Going into her third year of university, a young Cynthia Lays was curious where her parents were going one morning.
It turned out Fred and Cheryl were heading to the Jimmy Hawboldt Road Race in Westville for the 5-mile run. Being a typical young person, Cynthia said she was a little cocky and said she would have no problem running that with her parents.
It turned out she was wrong – she finished last.
That didn’t deter her, it just helped spark her passion for running.
Now 21 years later, the Hamilton, Ont., resident is graduated from university, married (now Lays Campanaro), a mother and will be running the Boston Marathon for the first time.
This isn’t the first time she has qualified, but 10 years ago when she qualified and registered it was before she realized that she and her husband were expecting their first child.
“After we found out we were expecting I knew I didn’t want to run Boston five or six months pregnant, so I decided to back out,” she said.
In the following years she had two more children, which took her away from her long-distance running, although she never completely left the sport. She ran multiple 5k, 10k and half marathons, but it wasn’t until 2013 that she went back to running a full marathon. She finished the Mississauga Marathon with a time of 3:14:27, good enough to finish first in her category (female 40-49) and qualify for Boston.

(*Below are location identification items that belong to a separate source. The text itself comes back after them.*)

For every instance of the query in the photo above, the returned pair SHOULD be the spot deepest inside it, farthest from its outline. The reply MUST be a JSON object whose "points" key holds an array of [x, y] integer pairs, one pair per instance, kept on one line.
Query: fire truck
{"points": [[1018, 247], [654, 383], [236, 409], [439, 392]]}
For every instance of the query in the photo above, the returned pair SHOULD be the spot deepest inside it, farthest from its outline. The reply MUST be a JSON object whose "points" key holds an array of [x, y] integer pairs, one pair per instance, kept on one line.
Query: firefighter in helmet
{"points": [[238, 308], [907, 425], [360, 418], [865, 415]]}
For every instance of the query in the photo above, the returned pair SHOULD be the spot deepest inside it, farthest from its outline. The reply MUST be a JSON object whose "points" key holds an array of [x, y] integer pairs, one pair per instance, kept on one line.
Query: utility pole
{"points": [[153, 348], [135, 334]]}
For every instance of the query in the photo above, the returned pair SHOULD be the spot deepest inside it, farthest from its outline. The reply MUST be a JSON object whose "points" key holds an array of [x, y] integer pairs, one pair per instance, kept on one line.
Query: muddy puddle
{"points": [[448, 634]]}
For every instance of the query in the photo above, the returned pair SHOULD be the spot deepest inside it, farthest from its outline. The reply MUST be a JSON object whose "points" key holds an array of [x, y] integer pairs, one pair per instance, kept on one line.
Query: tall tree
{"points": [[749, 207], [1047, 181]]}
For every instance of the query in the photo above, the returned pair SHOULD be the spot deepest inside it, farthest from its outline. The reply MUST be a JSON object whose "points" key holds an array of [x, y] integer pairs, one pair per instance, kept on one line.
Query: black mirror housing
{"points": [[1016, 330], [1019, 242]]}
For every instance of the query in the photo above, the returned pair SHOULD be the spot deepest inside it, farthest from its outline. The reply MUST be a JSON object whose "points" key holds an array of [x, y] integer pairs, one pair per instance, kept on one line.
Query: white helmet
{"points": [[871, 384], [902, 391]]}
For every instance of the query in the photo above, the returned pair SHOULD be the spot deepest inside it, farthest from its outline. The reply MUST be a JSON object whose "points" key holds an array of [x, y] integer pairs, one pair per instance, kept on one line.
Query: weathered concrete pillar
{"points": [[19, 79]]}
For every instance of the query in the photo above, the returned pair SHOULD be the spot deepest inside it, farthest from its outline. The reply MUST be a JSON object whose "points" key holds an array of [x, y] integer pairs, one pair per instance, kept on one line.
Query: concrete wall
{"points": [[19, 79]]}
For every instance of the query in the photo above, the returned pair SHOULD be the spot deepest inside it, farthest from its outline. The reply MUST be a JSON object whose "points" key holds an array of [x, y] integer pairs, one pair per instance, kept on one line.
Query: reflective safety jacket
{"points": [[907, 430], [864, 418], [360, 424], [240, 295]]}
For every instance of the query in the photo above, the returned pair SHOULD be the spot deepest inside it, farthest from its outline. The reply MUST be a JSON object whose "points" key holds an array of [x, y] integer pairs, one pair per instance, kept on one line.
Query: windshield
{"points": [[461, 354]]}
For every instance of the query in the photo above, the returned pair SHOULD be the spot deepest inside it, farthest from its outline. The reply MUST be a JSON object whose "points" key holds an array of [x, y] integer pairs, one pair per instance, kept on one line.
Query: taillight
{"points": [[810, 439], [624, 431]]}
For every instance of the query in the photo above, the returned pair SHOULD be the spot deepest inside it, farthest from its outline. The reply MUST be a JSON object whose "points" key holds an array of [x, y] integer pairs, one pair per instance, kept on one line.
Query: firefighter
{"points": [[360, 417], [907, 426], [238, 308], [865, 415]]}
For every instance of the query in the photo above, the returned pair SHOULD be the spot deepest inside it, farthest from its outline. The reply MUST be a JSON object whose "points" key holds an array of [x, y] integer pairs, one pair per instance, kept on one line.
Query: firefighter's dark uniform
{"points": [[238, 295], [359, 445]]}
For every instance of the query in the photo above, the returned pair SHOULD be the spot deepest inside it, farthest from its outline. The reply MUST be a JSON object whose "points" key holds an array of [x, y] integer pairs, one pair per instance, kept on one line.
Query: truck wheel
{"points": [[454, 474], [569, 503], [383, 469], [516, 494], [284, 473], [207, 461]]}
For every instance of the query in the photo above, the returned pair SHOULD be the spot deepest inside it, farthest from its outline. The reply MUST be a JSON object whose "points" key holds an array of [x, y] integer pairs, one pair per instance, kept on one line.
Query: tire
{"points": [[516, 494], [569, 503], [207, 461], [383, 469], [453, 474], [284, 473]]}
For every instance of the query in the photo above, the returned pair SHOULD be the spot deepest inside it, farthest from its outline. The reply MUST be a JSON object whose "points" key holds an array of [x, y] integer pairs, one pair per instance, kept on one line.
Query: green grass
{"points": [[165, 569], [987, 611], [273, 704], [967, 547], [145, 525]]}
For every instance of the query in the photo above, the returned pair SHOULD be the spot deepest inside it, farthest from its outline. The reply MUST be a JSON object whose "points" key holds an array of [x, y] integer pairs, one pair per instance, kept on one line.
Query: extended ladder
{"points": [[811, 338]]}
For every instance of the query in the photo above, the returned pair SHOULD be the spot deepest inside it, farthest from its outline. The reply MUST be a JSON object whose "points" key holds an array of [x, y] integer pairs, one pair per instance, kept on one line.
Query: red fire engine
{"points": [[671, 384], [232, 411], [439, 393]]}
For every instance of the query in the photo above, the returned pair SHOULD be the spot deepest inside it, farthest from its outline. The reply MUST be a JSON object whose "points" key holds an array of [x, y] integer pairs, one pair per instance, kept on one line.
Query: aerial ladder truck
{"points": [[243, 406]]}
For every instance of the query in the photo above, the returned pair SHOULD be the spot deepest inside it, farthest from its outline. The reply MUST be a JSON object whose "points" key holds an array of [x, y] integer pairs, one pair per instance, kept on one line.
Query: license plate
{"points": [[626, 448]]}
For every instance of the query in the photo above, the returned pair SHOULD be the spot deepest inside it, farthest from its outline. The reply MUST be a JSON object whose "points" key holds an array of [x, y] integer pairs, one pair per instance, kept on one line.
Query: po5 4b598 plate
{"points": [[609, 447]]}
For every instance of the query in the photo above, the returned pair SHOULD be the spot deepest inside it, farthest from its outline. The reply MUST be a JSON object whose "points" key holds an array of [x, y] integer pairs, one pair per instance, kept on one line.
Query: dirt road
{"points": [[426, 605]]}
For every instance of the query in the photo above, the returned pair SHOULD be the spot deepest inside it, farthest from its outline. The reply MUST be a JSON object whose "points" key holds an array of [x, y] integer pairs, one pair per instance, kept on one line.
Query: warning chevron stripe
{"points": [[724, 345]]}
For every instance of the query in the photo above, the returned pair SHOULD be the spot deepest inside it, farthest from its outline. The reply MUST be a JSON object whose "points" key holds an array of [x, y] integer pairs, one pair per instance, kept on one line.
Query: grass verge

When she qualified she decided it was time that she attended. In the meantime the Boston Marathon bombings happened, which meant her husband said she wasn’t going.
“We talked about it and he said ‘well I guess you’re not going,’ which I replied to saying ‘yeah I am,’” said Cynthia with a laugh. “When I knew my uncle (Jim Lays) was running this year it was the icing on the cake.”
The pair will run side-by-side on Monday, April 21, something both are looking forward to. It was always a hope of Cynthia’s that she would run Boston with her father Fred, who passed away in 2002, but running it with her uncle Jim will be just as special.
“It will be as close to running it with my dad as it could be,” she said. “That means a lot to me. It will be emotional anyway because of what happened last year, but it will be even more special running with my uncle.”
Jim, who will be running the Boston Marathon for the third time, hasn’t been back since 2006. He said there were a few factors that made him decide to go this year. One was that Cynthia would be participating, while the other was the passing of Pictou County running legend Glenn Chenell this past year.
“Every year I qualified (for Boston) Glen would ask if I was going,” said Jim. “If I said no he would always tell me that if he could qualify he would go. That inspired me to go this year.”
Similar to when Fred and Cheryl ran the 100th anniversary of the Boston Marathon for their 25th wedding anniversary, Cynthia will be going back a few gates to run with her uncle.
“I’ll confidently say I can run a marathon faster than my uncle,” said Cynthia, making a poke at her uncle Jim. “But I want to be there with him on my side for the entire run and enjoy every moment of it.
“We talked a few weeks ago about it and look forward to seeing each other. I was home last summer for a visit, so we went for a run together. It will be fun in Boston.”
Jim said the Boston Marathon is something that is hard to put into words, especially with 36,000 people running it. It’s an experience like no other and he can’t wait to share it with Cynthia.
“It’s an amazing feeling, something that is hard to describe,” he said. “I really don’t know how to describe it.”
From what she has heard it will be exciting and although she is competitive, Cynthia said she plans to race without a watch so she isn’t thinking about her time. She said she wants to enjoy Boston, high five people on the course and soak the entire moment in.
Before he left Jim said he was going to be dedicating this race to Fred, who is sure to be on both their minds for race day on Monday.
“I’m anticipating it’s going to be pretty emotional day on all levels,” said Cynthia. “I know mom wanted to be there, so we’ll be thinking of her too.
“One of the most inspirational photos is mom and dad crossing the finish line together in Boston, so I’ll also be thinking about that while we’re running.”